The bathroom counters are all done with the Cement Plus Plaster System — there is a custom shade of color for each situation. The cabinetry is made of recycled fir.
HEATING & COOLING. . .
The house is heated by passive solar as the first-tier heating which is comfortable from late spring to early autumn. Then kicks in the second tier of heating via the European Masonry Heater. As a back-up and low-effort option, there is radiant floor heating on the third tier. The convective cooling system for the house involves a function where cool air entering north side windows forces hot air up and out of the operable Ellis skylights.
INDOOR AIR QUALITY. . .
For the health of the workers and residents, indoor air quality was taken into high consideration during this project. Air-borne particulates are kept to a minimum with a central vacuum, wool throw rugs, and radiant heating. Our initial toxic input was also curbed by the use of low-toxic paints and finishes, and the absence of particle board. Both a solar photovoltaic electric system and a solar water heater are used for domestic needs and space heating.
ECO DESIGN. . .
Two-thirds of siding of the house is constructed from salvaged logs. Two-thirds of roofing material is reused, salvaged lumber. The house is laid out in a butterfly floor plan, with two wings facing south for maximum solar gain in the winter months. There are generous three-foot overhangs that keep the house cool in the heat of summer.
ELEMENTAL BUILDING. . .
The house is an example of what Artisan Builders calls “Elemental Construction”, that is to say it is integrated with the elements of earth, air, fire and water.
Earth – The north side of the house is embraced by an earth berm. It is the base or root of the house, and there is even a hole in the bottom of the house that taps directly into the soil for planting a tree to exemplify this connection.
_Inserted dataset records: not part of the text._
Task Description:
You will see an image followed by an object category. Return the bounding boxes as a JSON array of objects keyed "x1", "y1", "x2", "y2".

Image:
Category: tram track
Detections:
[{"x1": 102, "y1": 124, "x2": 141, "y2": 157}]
Air – The flow of air through the house has a dynamic and healthy circulation, yet there is protection from the more severe westerly winds.
Fire – This house abounds with warmth from the sun, masonry hearth, and radiant-heat floors.
Water – There are multiple water features designed into the home, all channeled to maintain the integrity of the soil and provide sound wildlife cultivation.